The “Hearing” module is used to configure how the agent processes audio input, with voice detection as its core functionality.

Configuration Options

Voice Detection

This section is used to configure how the agent detects human voices and related parameters.

Voice Detection Method: This switch is used to select where voice detection is performed. The system provides two modes:
- Terminal-side Detection (Default): Voice processing is performed locally on the device. This mode responds faster and better controls data traffic, as invalid audio data does not need to be uploaded to the server.
- Server-side Detection: When enabled, voice processing will be performed by the cloud server. This mode typically has stronger recognition capabilities but consumes more data traffic. When enabled, you can further configure the following parameters:
- Sensitivity: Used to adjust the sensitivity of voice detection.

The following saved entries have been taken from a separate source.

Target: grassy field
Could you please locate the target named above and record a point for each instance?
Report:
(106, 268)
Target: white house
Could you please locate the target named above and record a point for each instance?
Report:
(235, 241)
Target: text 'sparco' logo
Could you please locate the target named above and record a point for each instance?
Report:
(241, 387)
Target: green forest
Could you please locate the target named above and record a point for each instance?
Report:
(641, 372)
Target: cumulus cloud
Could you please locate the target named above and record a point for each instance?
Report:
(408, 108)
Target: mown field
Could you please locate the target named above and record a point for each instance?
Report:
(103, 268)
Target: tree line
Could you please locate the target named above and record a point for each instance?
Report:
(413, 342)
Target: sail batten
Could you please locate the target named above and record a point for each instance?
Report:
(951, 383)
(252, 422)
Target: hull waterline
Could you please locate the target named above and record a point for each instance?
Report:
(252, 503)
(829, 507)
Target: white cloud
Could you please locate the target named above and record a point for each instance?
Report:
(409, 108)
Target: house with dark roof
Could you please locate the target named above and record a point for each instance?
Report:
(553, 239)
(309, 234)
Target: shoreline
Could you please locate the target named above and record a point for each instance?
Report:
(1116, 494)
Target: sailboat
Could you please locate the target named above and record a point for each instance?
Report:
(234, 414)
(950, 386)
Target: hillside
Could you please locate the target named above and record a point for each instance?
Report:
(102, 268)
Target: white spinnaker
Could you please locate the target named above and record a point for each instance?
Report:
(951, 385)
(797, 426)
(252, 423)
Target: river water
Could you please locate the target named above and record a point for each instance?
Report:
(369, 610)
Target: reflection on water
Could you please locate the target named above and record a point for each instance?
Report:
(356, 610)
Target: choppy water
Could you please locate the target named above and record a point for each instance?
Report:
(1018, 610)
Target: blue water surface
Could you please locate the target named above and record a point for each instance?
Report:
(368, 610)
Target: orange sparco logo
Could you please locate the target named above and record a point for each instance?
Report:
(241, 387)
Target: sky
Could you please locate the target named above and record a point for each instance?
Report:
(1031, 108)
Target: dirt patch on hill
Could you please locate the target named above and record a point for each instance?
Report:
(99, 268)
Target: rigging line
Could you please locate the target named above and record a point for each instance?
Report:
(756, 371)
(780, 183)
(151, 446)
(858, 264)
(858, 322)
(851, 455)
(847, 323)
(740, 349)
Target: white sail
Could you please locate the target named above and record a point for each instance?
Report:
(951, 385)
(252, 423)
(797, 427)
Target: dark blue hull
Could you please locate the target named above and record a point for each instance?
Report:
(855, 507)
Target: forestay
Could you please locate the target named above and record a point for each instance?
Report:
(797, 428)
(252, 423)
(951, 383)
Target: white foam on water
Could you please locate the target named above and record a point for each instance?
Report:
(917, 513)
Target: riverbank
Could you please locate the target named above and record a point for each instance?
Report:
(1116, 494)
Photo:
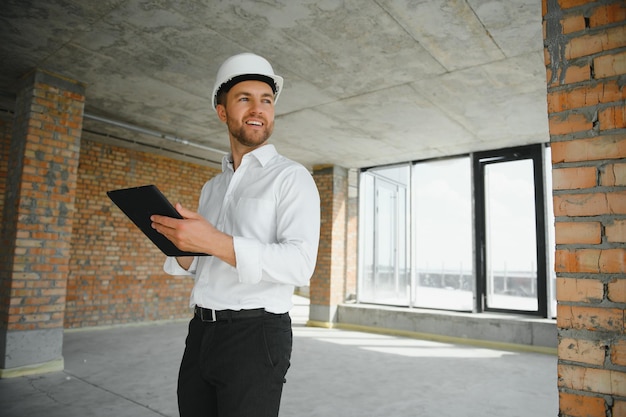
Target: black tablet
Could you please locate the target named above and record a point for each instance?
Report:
(139, 203)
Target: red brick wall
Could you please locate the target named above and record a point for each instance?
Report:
(39, 198)
(586, 74)
(116, 273)
(328, 284)
(5, 140)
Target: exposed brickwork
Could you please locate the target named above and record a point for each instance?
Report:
(328, 284)
(116, 272)
(586, 74)
(6, 123)
(39, 201)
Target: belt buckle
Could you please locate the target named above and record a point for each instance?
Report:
(213, 316)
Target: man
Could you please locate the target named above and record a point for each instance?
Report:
(259, 221)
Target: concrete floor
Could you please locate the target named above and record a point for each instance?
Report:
(130, 371)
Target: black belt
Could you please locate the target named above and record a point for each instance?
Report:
(208, 315)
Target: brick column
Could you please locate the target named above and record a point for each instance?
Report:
(37, 222)
(329, 280)
(586, 68)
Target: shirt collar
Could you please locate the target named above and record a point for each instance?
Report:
(263, 154)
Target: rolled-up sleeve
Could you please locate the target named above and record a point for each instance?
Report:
(172, 267)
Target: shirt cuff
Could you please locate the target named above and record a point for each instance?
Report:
(172, 267)
(248, 256)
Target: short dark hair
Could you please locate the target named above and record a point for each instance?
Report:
(225, 88)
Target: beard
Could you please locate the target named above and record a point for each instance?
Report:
(250, 138)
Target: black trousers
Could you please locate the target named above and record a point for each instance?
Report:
(235, 368)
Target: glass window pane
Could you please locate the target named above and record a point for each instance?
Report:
(366, 237)
(443, 235)
(511, 245)
(550, 247)
(385, 273)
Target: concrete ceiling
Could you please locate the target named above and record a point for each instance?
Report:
(367, 82)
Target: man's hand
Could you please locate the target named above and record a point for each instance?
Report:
(193, 233)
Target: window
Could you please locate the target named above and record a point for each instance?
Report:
(442, 207)
(471, 233)
(384, 267)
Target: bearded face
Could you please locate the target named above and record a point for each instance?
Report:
(250, 132)
(248, 112)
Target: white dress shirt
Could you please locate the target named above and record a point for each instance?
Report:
(271, 207)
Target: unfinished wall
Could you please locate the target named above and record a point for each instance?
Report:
(586, 71)
(116, 273)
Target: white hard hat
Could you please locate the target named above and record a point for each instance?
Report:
(246, 66)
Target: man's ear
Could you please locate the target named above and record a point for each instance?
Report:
(221, 112)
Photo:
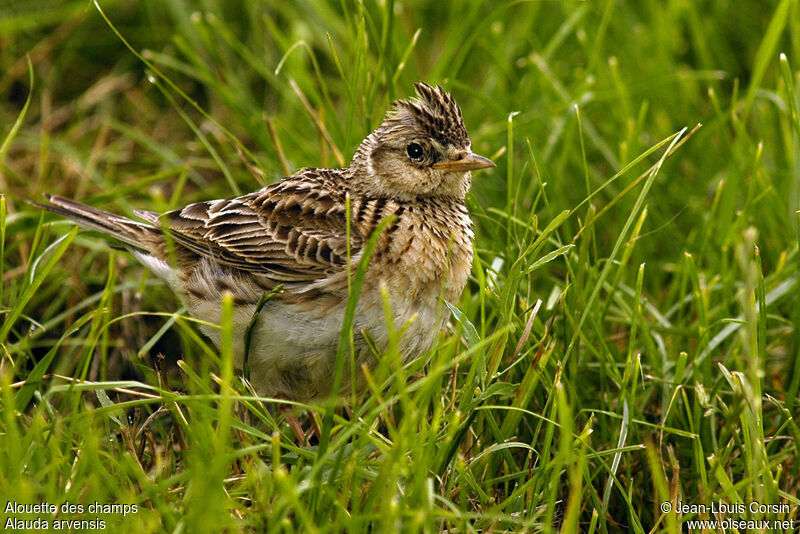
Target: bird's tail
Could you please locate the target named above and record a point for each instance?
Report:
(128, 231)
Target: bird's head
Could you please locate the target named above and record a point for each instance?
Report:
(420, 149)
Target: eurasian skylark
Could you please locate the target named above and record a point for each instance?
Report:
(415, 166)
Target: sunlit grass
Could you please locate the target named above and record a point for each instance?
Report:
(629, 334)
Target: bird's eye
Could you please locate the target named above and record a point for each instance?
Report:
(414, 151)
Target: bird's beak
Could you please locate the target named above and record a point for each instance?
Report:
(465, 162)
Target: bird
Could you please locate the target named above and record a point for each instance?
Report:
(291, 238)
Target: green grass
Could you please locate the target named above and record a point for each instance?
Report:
(630, 333)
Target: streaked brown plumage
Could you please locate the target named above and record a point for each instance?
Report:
(415, 166)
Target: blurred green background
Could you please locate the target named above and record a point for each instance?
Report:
(685, 369)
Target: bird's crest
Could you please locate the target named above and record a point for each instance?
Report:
(435, 112)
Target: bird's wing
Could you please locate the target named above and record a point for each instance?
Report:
(293, 231)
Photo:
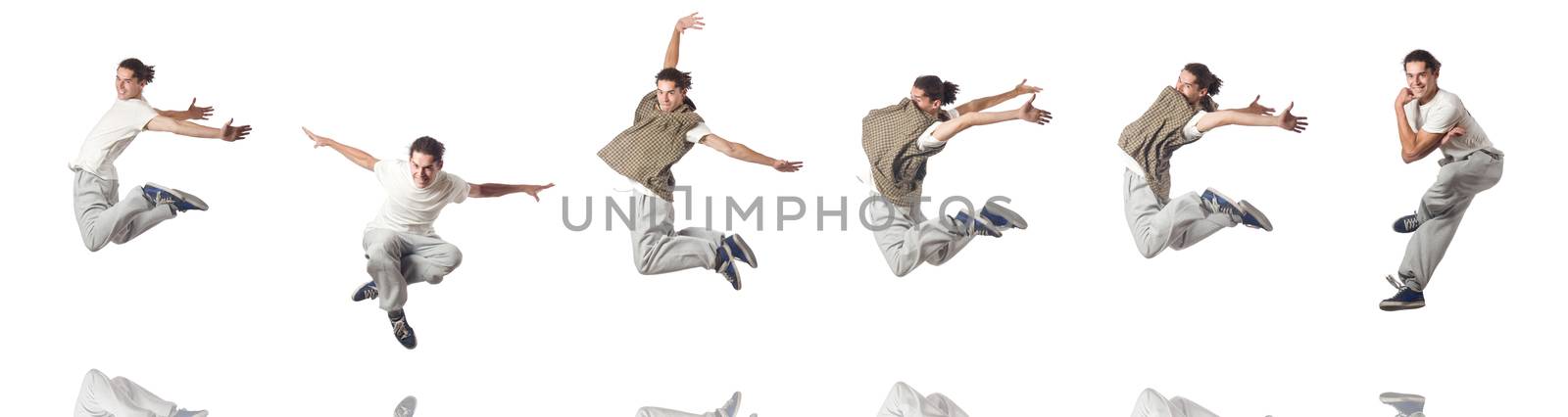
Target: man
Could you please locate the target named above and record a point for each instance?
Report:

Lower values make detection more sensitive but may also more easily misidentify background noise as speech. For example, 0.05 is a relatively sensitive setting.
- Voice Pre-buffer (milliseconds): The duration of audio captured and retained before voice detection begins. This helps ensure complete recognition even at the moment speech begins, avoiding loss of initial words.
- Silence Duration (milliseconds): The duration of silence needed to determine the end of a sentence. When the system detects silence exceeding this duration, it considers that the user has finished speaking and sends that audio segment for recognition.

Input Device

This section is used to specify the source of audio input.

Input Device: This dropdown menu is used to select the audio device the agent uses to listen to the environment, such as a specific microphone. The menu lists all available audio input channels currently recognized by the system. This option is currently only effective for PC-side testing.

By correctly configuring these hearing settings, you can ensure that your agent responds sensitively to voice commands and participates smoothly in conversations.